Hi Team,
Do we have some recommended tuning for the RPC warning/errors
encountered intermittently?
The error which is seen is the following:
WARNING: Sync RPC framework (inet) finds exception raised.
ERROR: failed to return resource to resource manager, failed to
receive content (pquery.c:991)
This error however, disappears when we retry the query. There are
cases when the query is to be retried more than once.
The error looks to be invoked when COMM2RM_CLIENT_FAIL_RECV is encountered.

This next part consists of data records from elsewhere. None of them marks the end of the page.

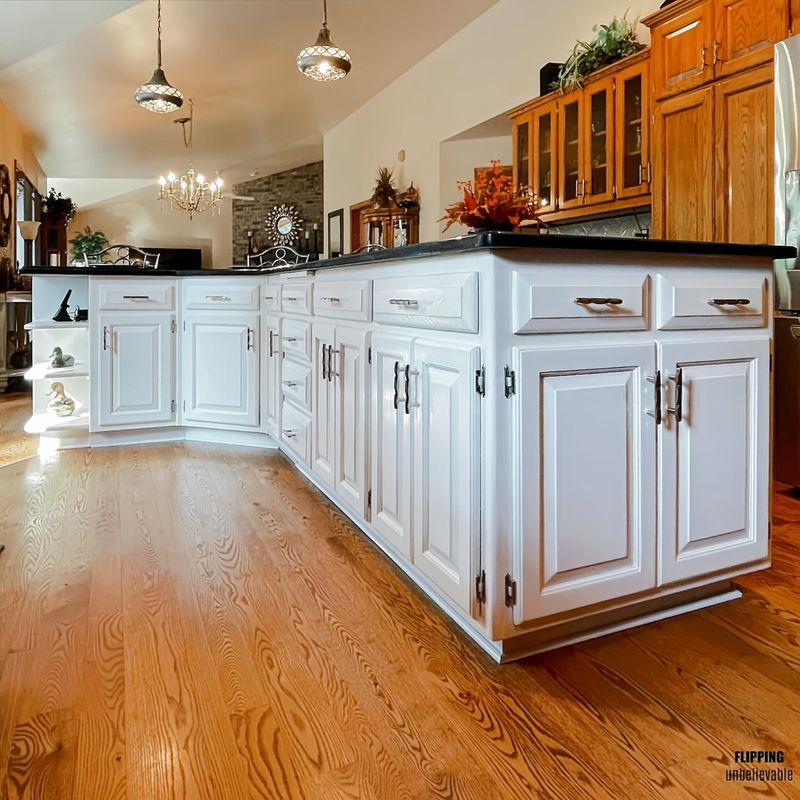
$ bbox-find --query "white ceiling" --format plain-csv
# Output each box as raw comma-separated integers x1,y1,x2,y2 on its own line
0,0,498,189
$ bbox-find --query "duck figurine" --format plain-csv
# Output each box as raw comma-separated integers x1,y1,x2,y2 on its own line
49,346,75,368
46,382,75,417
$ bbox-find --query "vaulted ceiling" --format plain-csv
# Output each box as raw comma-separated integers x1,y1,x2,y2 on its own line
0,0,498,187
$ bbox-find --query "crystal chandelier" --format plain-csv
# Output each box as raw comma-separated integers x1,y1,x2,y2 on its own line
297,0,352,82
158,101,223,219
134,0,184,113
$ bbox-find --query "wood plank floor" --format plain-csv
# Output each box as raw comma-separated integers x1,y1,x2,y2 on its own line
1,391,799,799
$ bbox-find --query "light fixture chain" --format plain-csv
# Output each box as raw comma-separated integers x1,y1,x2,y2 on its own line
157,0,162,67
323,0,328,26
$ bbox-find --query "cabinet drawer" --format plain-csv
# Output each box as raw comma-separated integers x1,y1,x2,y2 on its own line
264,284,280,309
281,318,311,361
281,358,312,411
512,271,649,333
281,402,311,465
97,281,175,311
373,272,478,332
313,279,372,321
656,274,767,330
183,281,261,311
280,282,313,315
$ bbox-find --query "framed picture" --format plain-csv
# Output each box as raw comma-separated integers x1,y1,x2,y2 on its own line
327,208,344,258
474,164,513,183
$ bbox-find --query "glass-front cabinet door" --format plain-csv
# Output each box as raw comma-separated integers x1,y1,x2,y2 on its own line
615,60,651,200
583,77,615,205
512,112,532,192
558,91,584,210
533,102,558,213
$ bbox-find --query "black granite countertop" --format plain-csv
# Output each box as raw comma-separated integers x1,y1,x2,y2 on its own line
20,231,794,278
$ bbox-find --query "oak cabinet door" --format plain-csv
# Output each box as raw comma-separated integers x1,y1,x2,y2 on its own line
583,76,615,206
615,59,651,201
714,0,788,78
98,313,175,429
533,102,558,212
370,333,413,559
311,322,336,488
557,92,586,210
412,341,480,612
512,112,533,192
659,338,769,584
714,64,774,244
652,86,715,241
515,344,657,622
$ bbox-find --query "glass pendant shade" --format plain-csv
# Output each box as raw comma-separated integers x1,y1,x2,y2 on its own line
297,1,351,82
135,66,184,113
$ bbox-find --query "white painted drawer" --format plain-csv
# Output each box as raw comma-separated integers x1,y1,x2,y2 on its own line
373,272,478,333
281,402,311,465
656,274,767,330
280,282,313,315
512,270,649,333
97,281,175,311
281,358,312,411
281,318,311,361
313,279,372,321
264,285,280,309
183,281,261,311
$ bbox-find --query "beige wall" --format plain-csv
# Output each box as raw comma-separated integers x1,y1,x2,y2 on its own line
324,0,658,248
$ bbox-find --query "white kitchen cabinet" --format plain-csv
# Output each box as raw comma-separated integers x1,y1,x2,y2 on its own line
183,313,260,428
311,322,336,487
515,343,658,622
264,315,280,435
370,333,414,558
96,312,176,429
658,337,769,584
412,341,481,611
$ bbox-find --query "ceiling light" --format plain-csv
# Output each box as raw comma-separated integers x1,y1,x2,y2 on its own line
135,0,184,113
297,0,352,82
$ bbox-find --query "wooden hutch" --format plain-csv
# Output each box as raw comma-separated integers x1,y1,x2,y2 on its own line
349,200,419,252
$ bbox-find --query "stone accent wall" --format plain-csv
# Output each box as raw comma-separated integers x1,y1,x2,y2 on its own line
231,161,323,264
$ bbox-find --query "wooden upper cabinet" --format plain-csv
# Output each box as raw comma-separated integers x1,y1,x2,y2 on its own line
512,112,533,192
583,76,615,205
652,86,715,241
714,63,774,243
532,101,557,212
649,0,715,100
615,59,651,201
715,0,788,77
557,90,585,210
793,0,800,34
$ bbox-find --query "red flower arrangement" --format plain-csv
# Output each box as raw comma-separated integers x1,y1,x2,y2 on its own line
439,161,545,233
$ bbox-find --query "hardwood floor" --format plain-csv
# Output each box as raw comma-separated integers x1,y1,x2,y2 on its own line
0,392,799,799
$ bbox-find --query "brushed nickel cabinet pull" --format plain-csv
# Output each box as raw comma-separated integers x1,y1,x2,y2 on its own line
206,295,231,302
646,370,662,426
284,295,300,302
700,45,709,70
284,336,298,342
282,429,297,439
574,297,624,306
320,296,341,303
327,347,339,382
667,368,683,423
708,298,751,306
246,327,255,351
389,298,419,307
713,41,722,65
404,364,419,415
282,380,298,388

The setup is using YARN resource manager. And the following is the
yarn-client configuration used:
<configuration>
<property>
<name>hadoop.security.authentication</name>
<value>kerberos</value>
</property>
<property>
<name>rpc.client.connect.retry</name>
<value>10</value>
</property>
<property>
<name>rpc.client.connect.tcpnodelay</name>
<value>true</value>
</property>
<property>
<name>rpc.client.connect.timeout</name>
<value>600000</value>
</property>
<property>
<name>rpc.client.max.idle</name>
<value>10000</value>
</property>
<property>
<name>rpc.client.ping.interval</name>
<value>10000</value>
</property>
<property>
<name>rpc.client.read.timeout</name>
<value>3600000</value>
</property>
<property>
<name>rpc.client.socket.linger.timeout</name>
<value>-1</value>
</property>
<property>
<name>rpc.client.timeout</name>
<value>3600000</value>
</property>
<property>
<name>rpc.client.write.timeout</name>
<value>3600000</value>
</property>
<property>
<name>yarn.client.failover.max.attempts</name>
<value>15</value>
</property>
</configuration>
I would appreciate some recommendations.
Regards,
Gagan Brahmi